日本の中の日本人、その人口を知らず
席替えは、ドキドキするものだ。
「あぁ、また前の席かぁ」「後ろでよかった」とか。いつも慣れ親しんだ教室ではとても退屈なものになってくるはずなんだけど、自分のいる位置や周りのみんなが入れ替わるだけで、妙に新鮮で心持ちになったりする。たかだか30人の世界でも、その広がりは果てしない。
そんな気持ちを社会で味わおうとすると、「家替え」ってことになる。引越しではなく、「家替え」。自分だけが移動するのでなく、みんな替わるから。法律では決まっていないけど、何となく決まっている慣例みたいなものだろうか。
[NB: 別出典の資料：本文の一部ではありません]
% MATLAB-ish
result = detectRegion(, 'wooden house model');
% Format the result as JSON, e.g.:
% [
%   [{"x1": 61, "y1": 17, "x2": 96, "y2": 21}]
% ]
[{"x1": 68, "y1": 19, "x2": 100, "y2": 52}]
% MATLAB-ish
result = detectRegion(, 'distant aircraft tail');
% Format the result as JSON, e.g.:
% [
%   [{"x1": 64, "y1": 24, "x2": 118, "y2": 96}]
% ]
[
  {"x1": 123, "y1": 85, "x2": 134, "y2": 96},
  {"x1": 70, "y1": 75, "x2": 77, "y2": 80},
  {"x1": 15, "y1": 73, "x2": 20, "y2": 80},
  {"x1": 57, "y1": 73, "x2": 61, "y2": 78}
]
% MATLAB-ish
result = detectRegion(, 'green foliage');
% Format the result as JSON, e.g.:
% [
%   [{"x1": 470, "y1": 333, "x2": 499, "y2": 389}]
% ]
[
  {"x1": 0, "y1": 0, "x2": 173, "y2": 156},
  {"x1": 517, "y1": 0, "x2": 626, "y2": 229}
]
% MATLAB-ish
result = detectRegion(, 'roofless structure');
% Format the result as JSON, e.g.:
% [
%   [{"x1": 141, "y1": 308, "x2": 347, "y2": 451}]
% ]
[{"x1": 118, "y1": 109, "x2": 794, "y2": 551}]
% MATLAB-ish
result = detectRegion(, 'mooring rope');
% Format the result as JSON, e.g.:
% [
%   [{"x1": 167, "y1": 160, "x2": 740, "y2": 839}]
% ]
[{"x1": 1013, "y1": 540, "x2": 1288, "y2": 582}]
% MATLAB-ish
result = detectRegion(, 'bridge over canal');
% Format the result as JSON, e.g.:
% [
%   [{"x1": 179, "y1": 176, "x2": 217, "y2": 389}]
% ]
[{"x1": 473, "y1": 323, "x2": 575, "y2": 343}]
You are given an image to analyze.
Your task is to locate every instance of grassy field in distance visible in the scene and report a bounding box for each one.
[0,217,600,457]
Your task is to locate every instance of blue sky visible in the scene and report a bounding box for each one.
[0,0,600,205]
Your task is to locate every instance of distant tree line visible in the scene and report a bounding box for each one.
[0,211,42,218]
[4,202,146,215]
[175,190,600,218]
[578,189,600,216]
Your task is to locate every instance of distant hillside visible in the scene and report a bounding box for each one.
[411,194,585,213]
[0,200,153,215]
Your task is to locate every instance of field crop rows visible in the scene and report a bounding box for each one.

去年の年末は一軒家だったけれど、今春は、マンションの1階。秋は、知らない家族と同居ってこともあり得る。「あぁ、次もここかぁ」「今冬は南でよかったわぁ」とか。
自分の住む場所や周りの住民がコロコロ替わるので、「家替え」できたとしたならば、この日本に1億2千万の人たちが住んでいるって実感を今より少しは味わえるのかもしれない。
故意に恋焦がれ故意に泣く
写真とは、故意に撮るものだ。
その場所で撮ろう。あの時に撮ろう。そうやって撮ろう。という意識が働くから。
と、やたらエラそうなことを言ってみる。
そんなエラそうなことを少し言いかえてみるならば、
写真とは、わざと撮られるものだ。
その場所で撮ろう。あの時に撮ろう。そうやって撮ろう。という意識が働くから。
この2つの文の違う点といえば、「故意」か「わざと」か。どちらもエラそうなこと言っているのに変わりはないのだけれど。どちらかと言うと、前者を果敢につかっていきたいところ。
なんてったって熟語がつかわれている。熟語をつかったほうが、若干頭が良くみえるものだ。若干頭が良くみえることで、相手が思わず納得してしまうこともあるかもしれない。
だから、「わざと」と言わずに「故意」と言いたい。
でも、この「故意」。聞きようによっては、「恋」に聞こえてしまうのが難点。
「お前、この前のこと、あれって、故意だよね」が「お前、この前のこと、あれって、恋だよね」になってしまう。・・・取り扱い要注意だ。
つかいたいと言って、むやみやたらつかっていると、思わぬ誤解を受けてしまい。
万が一、誤解を受けたときは「故意に恋焦がれ故意に泣く♪」と熱唱しよう。
グレイゾーンに引きずりこむのだ。